Showing posts with label food photography. Show all posts
Showing posts with label food photography. Show all posts

Thursday, April 2, 2009

Me and My IPhone Camera

Food photographer extraordinaire? No, I'm just a girl with an IPhone.

And there I am to the left trying to capture the best angle of the polenta cake I posted last weekend.

As you can see, my kitchen is simple with few mod-cons. Sometimes I surprise myself with the meals I produce with minimal gadgetry, especially given the cook-and kitchen-ware available now.

When I did my professional training we had our own knife set (which I still have), a uniform including ridiculous hat, and minimal equipment in the school's kitchen. The philosophy: It's not the equipment that makes a great meal, it's the chef!

Maybe you've read The Sharper Your Knife, the Less You Cry. My culinary education wasn't that brutal, but I do remember having some mini-meltdowns after humiliating reprimands from one of the tougher chefs I studied under.

I think the boot-camp style of teaching was intended to toughen us up so that once out in the world of fast-paced commercial kitchens, sweating under stress and pressure, we didn't crack. I didn't crack, so I guess boot-camp worked.

My next post will be a picture and method for making flourless, Orange and Almond cake, which I'll be consuming this evening at my birthday dinner! I sent the recipe to a friend, as she kindly offered to make my birthday cake. It's one of my favorite desserts; I hope you'll love it too.

Coming up on Market to Mouth, I'll write another shopping list, a modified version of the list a friend uses for her family. Using items from that list, I'll post accompanying meal ideas for a family of four.

Then at some point next week, I'll accompany that friend to Whole Foods while she grocery shops, offering her tips on the spot to help her reduce her weekly expenditure on groceries. In subsequent posts, I'll share those tips, and more.

Enjoy your weekend!

Thursday, March 26, 2009

Flounder with Polenta & Chard


When I upload photos I've taken of meals I've made for this blog, I'm often woefully disappointed with the way the pictures look.

Disappointed, because I know how absolutely gorgeous food can look when it's staged for the camera.

In my professional cooking days in Australia, I had a friend who worked in the kitchens of Kraft.

Kerry called me one week and asked if I'd be interested in helping her stage food for a photo shoot for Kraft's latest cook book.

I jumped at the opportunity. And what an eye-opening experience it was!

I discovered that because cooked food looks kinda limp, tired, and unappetizing, great food photography takes advantage of partially-cooked or raw food (particularly if vegetables are in the shoot) even if it means the final photograph is a big fib.

The truth is, oftentimes a picture of a dish that is supposedly cooked (like a veggie-rich casserole) is not a photo of cooked vegetables at all, but a manipulated image of par-cooked vegetables.

After all, who would be enticed to read or buy a cook book featuring limp and tired-looking food?

So, in defense of my amateurish food pics, I'm just a girl with an iPhone, a laptop (not a Mac), on a mission to show you real food in all its cooked, and sometimes limp-looking glory.

So with that in mind, let me tell you about the above meal:

Flounder with Polenta and Chard

(Ingredients are from the March 19th shopping list)

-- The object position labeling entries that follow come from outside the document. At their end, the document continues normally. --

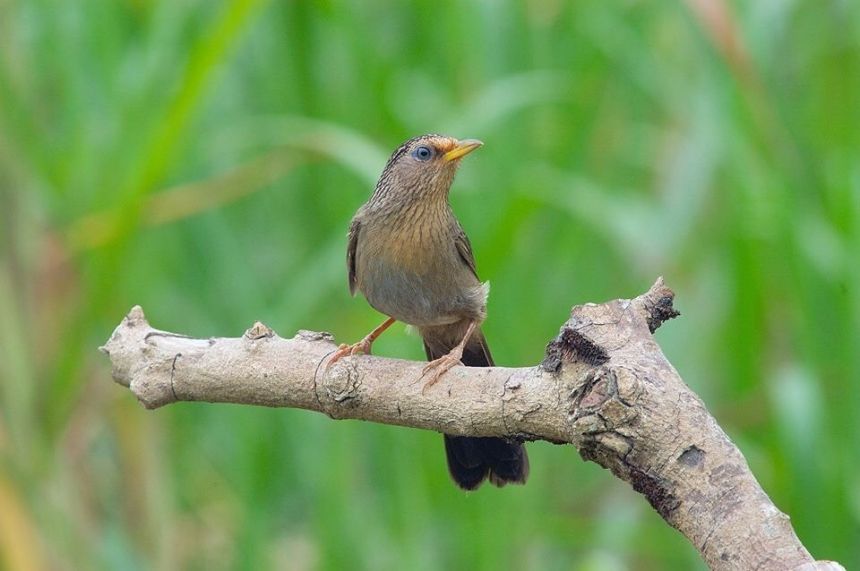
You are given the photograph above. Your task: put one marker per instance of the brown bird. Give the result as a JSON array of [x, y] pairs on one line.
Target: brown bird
[[411, 259]]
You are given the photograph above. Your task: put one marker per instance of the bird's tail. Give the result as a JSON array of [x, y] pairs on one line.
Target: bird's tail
[[471, 460]]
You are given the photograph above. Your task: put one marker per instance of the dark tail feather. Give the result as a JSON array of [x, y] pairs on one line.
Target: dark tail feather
[[471, 460]]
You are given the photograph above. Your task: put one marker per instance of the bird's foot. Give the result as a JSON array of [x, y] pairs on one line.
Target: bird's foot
[[438, 367], [344, 350]]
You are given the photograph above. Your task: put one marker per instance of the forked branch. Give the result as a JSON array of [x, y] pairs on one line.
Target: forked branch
[[604, 386]]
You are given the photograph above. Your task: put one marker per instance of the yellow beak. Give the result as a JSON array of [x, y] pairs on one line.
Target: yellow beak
[[461, 149]]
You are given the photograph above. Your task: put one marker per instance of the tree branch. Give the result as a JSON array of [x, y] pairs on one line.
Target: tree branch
[[604, 386]]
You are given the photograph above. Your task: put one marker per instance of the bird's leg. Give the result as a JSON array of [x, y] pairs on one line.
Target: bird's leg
[[362, 346], [440, 366]]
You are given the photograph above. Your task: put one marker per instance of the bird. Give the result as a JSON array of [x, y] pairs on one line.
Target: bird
[[409, 256]]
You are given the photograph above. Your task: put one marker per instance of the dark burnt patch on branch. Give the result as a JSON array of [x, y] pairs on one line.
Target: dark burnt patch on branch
[[572, 346]]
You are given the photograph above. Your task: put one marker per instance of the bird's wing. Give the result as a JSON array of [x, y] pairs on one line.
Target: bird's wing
[[351, 252], [464, 248]]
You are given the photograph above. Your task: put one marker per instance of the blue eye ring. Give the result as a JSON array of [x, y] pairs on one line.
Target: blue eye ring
[[423, 153]]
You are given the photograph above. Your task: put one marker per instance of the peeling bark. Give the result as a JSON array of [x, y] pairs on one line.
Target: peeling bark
[[604, 386]]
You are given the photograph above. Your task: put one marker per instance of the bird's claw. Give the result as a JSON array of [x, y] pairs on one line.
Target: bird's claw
[[344, 350], [439, 367]]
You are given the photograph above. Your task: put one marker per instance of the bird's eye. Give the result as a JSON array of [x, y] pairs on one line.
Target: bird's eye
[[423, 153]]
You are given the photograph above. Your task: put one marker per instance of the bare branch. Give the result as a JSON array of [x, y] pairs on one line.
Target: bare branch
[[605, 386]]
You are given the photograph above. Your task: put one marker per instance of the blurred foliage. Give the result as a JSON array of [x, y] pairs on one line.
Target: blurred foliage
[[203, 159]]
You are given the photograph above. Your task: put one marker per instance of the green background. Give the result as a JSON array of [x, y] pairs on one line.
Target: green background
[[203, 159]]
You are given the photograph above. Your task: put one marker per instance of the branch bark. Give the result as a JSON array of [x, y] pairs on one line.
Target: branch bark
[[604, 386]]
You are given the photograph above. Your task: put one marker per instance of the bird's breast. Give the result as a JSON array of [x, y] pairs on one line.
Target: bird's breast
[[413, 272]]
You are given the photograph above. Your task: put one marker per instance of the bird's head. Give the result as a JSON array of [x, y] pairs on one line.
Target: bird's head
[[424, 167]]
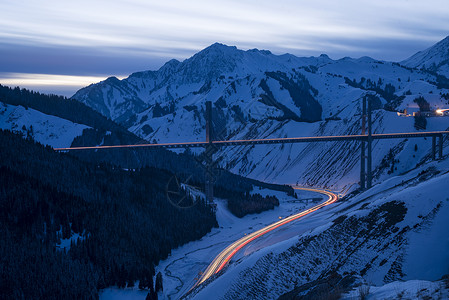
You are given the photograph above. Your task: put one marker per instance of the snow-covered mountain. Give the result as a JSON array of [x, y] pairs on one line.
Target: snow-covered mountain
[[257, 94], [396, 231], [46, 129], [435, 58]]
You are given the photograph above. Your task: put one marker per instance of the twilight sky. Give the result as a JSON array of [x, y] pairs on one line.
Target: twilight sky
[[59, 46]]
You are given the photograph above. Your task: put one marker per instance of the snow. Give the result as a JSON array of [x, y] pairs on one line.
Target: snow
[[114, 293], [46, 129], [183, 266], [423, 256], [413, 289], [233, 77]]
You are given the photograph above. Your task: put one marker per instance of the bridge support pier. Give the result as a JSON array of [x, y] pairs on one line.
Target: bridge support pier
[[366, 161], [362, 148], [434, 142], [208, 153], [369, 161]]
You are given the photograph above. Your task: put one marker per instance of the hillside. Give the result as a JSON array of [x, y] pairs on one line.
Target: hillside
[[257, 94], [435, 58], [115, 225], [394, 232]]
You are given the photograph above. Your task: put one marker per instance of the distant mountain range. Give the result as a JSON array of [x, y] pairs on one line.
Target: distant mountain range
[[258, 94]]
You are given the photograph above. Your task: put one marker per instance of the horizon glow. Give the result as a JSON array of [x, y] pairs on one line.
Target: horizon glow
[[103, 38]]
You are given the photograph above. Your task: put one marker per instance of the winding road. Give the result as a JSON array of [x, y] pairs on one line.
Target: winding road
[[226, 255]]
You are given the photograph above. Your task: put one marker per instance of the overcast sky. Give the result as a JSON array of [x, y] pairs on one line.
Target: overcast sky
[[89, 40]]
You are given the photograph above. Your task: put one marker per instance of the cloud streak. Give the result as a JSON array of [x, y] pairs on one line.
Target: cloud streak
[[118, 37]]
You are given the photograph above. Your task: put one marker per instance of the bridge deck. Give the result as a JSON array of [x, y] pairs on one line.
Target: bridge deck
[[271, 141]]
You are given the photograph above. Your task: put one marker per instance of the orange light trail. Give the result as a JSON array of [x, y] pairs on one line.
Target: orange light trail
[[226, 255], [268, 141]]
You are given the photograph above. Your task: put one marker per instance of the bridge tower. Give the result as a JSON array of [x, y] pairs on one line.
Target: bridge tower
[[366, 179], [369, 161], [208, 154]]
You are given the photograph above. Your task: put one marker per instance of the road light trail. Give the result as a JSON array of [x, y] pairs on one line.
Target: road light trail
[[226, 255]]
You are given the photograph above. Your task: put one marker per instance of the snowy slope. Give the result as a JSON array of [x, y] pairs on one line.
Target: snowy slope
[[258, 95], [46, 129], [435, 58], [395, 231]]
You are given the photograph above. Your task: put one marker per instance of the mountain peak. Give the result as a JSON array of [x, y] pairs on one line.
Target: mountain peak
[[435, 58]]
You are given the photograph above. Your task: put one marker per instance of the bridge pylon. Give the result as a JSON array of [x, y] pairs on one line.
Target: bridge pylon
[[208, 154]]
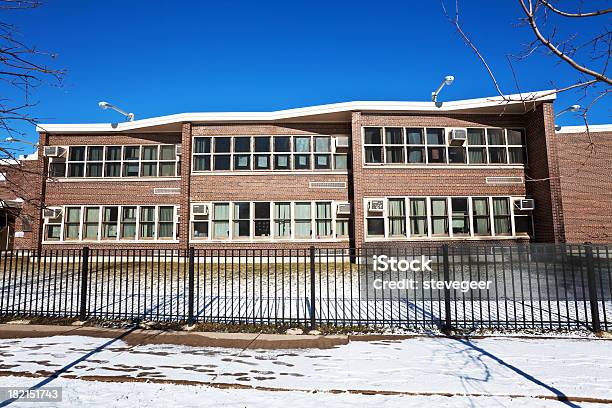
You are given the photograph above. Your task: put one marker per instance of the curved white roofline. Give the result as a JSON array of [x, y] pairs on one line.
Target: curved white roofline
[[461, 105], [582, 129]]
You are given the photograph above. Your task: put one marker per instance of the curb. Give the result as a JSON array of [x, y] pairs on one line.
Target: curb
[[194, 339]]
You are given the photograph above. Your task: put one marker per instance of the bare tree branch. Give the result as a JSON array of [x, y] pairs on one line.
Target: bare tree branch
[[566, 14]]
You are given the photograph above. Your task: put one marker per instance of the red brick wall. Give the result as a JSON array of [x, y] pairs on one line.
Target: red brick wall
[[434, 181], [585, 163], [542, 176]]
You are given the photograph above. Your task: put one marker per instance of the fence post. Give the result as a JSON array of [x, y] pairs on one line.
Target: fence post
[[592, 282], [446, 327], [312, 287], [84, 273], [191, 285]]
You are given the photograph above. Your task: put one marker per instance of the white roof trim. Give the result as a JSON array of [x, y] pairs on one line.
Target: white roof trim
[[582, 129], [303, 112]]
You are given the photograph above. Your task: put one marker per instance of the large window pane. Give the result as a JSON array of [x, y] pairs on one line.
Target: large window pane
[[482, 221], [435, 136], [262, 219], [222, 144], [302, 144], [202, 145], [282, 220], [418, 217], [242, 144], [302, 220], [460, 216], [495, 137], [282, 144], [242, 220], [439, 216], [501, 216], [397, 217], [414, 136], [323, 222], [373, 136], [476, 136], [393, 136]]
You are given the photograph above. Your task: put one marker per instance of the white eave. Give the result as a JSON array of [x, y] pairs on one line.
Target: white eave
[[335, 112], [582, 129]]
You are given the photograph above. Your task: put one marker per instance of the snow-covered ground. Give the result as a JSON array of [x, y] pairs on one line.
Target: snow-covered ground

1) Add about a cup of polenta to a pot of (3-4 cups) of boiling water. Stir with a wooden spoon, letting the polenta simmer for about 30 mins or until it turns porridge-like. Turn polenta out onto a plate and let it cool and set.
2) Meanwhile, remove woody stalks from chard and chop it into pieces.
3) Saute some chopped onion and garlic in olive oil, toss in chard & a cup of frozen peas, turn heat to low so that veggies stew slowly in their own juice.
4) Cut polenta into chunks and toss it in with veggies.
5) Lay flounder fillets over the top of polenta and veggies, season with salt and pepper and put lid on. Flounder will steam cook in about 5 minutes.

To Serve: Spoon a portion of vegetables and polenta onto plates, top with a piece of steamed flounder, squeeze half a lemon over the lot and serve with chopped cilantro.